Veo el mundo de los libros como un jardín amplio, frondoso y diverso.
Hay unos cuantos árboles grandes y robustos, plantados muchas generaciones atrás, que continúan reverdeciendo cada año, que nutren y cobijan gran parte de lo que crece en el jardín. Hay algunos árboles frutales de distintos tamaños, de entre los que algunos siguen dando frutos y otros ya se van secando. Hay flores grandes, coloridas y perfumadas que resaltan incluso desde un vistazo general al jardín; hay florecillas pequeñas, que se acomodan en grupos, armonizan entre sí y es su forma de grupo lo que les da belleza. Hay pasto y follaje por montones, indistinguible entre sí, ya sea a ras de suelo o elevado a distintas alturas. Hay plantas que atraen multitud de polinizadores que van de una flor a otra recolectando dulzor, semillas y polen que diseminarán después. Hay plaga que daña las plantas y plantas que absorben la vida de otras.
Hay tierra fértil, tierra blanda, tierra dura, tierra seca, tierra aromática, tierra rebosante de una compleja vida interior que no es obvia a simple vista. Hay tierra en la que se colocó quizá demasiado fertilizante.
Hay mala hierba que en un descuido podría proliferar vertiginosamente y ahogar gran parte del jardín. Hay plantas con propiedades curativas, plantas meramente decorativas, hay una que otra planta potencialmente peligrosa para alguien que no tenga el conocimiento previo suficiente.
En el jardín también hay criaturas variadas: insectos a los que la mayoría de las personas no prestaría especial interés pero que son deleite de unos cuantos especialistas, hay aves de aspecto discreto pero canto hermoso, aves de aspecto radiante que sólo aparecen de vez en cuando, hay criaturas que frecuentan únicamente determinadas zonas del jardín y otras que lo recorren entero; criaturas a las que basta descansar a gusto en la sombra, otras que se nutren activamente de lo que hay en el jardín y otras que, con su presencia y rutinas, abonan a mantener el jardín con vida.
Cuando me pongo a pensar en todo ese complejo ecosistema es inevitable preguntarme ¿en cuál de todas esas opciones me gustaría que estuvieran mis propios escritos?
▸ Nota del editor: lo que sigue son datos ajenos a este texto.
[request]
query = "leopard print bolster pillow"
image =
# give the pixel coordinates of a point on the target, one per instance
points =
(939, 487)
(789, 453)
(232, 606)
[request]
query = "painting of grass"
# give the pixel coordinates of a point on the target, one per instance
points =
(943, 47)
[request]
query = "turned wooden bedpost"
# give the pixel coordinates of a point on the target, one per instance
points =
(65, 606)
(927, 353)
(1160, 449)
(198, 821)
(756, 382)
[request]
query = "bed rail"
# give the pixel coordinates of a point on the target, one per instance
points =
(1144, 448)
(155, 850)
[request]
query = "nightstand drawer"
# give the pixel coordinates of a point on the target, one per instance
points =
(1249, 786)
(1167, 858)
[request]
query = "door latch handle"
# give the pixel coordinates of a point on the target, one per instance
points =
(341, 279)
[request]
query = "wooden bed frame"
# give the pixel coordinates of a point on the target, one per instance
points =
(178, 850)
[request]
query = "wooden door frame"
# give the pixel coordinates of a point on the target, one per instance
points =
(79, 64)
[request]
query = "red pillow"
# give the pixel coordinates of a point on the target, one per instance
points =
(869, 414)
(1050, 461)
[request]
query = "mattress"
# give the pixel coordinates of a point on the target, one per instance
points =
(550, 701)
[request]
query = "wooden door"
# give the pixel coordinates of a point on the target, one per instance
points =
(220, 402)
Es una pregunta engañosa, principalmente porque esto nunca depende de uno, depende enteramente del Jardinero que es el Tiempo declarar qué será del trabajo de cada uno de los que buscamos instalarnos en el jardín; muchas veces uno no puede ni imaginar qué será de lo que se escribe, muchos ni siquiera se detienen a pensar al respecto, otros cultivan nociones del todo desencaminadas; cuántos caracoles quisieran ser colibríes, cuántos arbustos se asumen robles, cuántos rosales se piensan meros dientes de león.
Sin embargo, por puro entretenimiento, y por tener alguna noción que ayude a mantener el rumbo, me repito la pregunta, y me respondo que me gustaría que, en ese gran jardín, mis libros fueran una lagartija. Mucha gente (quizá incluso la mayoría) admiraría el jardín entero sin notar una lagartija que ande paseando por ahí; habrá para quienes encontrarla de casualidad en su rincón favorito del jardín resulte un fiasco y otros para quienes sea una agradable sorpresa, amén de otros que simplemente permanecerían indiferentes. Una lagartija no puede compararse con un roble, pero sus humildes dimensiones le permiten pasear por cualquier zona del jardín que le plazca, es parte del jardín pero, principalmente, puede disfrutar todo lo que crece ahí. Hay personas que pueden pasar una vida entera admirando el jardín sin haber notado nunca si había una lagartija por ahí, y hay personas a quienes les encanta encontrar una lagartija en el jardín y se quedan tan fascinados con ella como lo pueden estar también con una flor, un árbol o una mariposa; yo mismo soy así, entiendo aquel entusiasmo y alegría, ese tipo de conexión y esa particular visión del mundo, y espero que podamos encontrarnos en medio de este enorme, frondoso y hermoso jardín.